How had President Zuma made the decision to appoint Simelane despite all this? He answered, in an affidavit, that he relied on the advice of his Minister of Justice and Constitutional Development (Minister Radebe), his own personal knowledge of Simelane, and Simelane's curriculum vitae. Simelane's CV was the only document Zuma had before him. (Judgment, paragraphs 5 and 45.)


The Supreme Court of Appeal concluded that this process was unacceptably thin. Unacceptable by what standard? Here at last we come to the statute in question. Section 9(1)(b) of the National Prosecuting Authority Act 32 of 1998 provides that: 
(1) Any person to be appointed as National Director ... must ...
(b) be a fit and proper person, with due regard to his or her experience, conscientiousness and integrity, to be entrusted with the responsibilities of the office ....
To interpret this statute, the court looked to the constitutional provision that had mandated the law's enactment, section 179(4) of the Constitution. That section says simply: "National legislation must ensure that the prosecuting authority exercises its functions without fear, favour or prejudice."


Emphasizing that the Constitution says that this national legislation must accomplish this end, the Supreme Court of Appeal wrote: 
That is the primary purpose of the Act. It will falter at the starting post if it is not insistent about the qualities the head of the institution must possess in order to lead the NPA [National Prosecuting Authority] on its constitutional path. Section 9(1)(b) must consequently be construed to achieve that purpose.
For that reason, the Court says, it accepts the position of the Democratic Alliance that "at least the following" are required in the appointment process (paragraphs 107, 98):
(a) Obtaining sufficient and reliable information about the candidate's past work experience and performance;
(b) obtaining sufficient and reliable information about the candidate's integrity and independence; and
(c) in cases where the candidate is the subject of allegations calling his fitness to hold office into question, a satisfactory process to determine the veracity of the allegations in a reliable and credible fashion.
These are, the Court declares, "the least that 'we the people' can expect and that s 9(1)(b) demands."


I will have more to say about this interpretation in my next post.

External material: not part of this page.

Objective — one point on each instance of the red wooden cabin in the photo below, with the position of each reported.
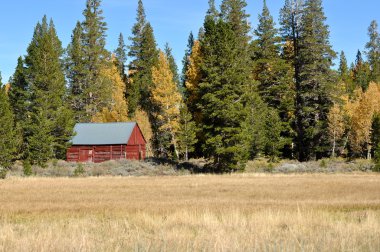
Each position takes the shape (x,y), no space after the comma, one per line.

But I'll close this one by inviting readers to compare the text of the statute, quoted a few paragraphs above, with the court's interpretation. It's clear that we are far from the textualism of the United States case I posted about the other day. That may be cause for concern or celebration, but the distance between the statutory text and the judicial interpretation is profound -- and is a distance traversed by the Court not by parsing the words of 9(1)(b) or even the words of section 179(4) of the Constitution but rather by giving dramatic force to the values the court sees expressed in the constitutional text.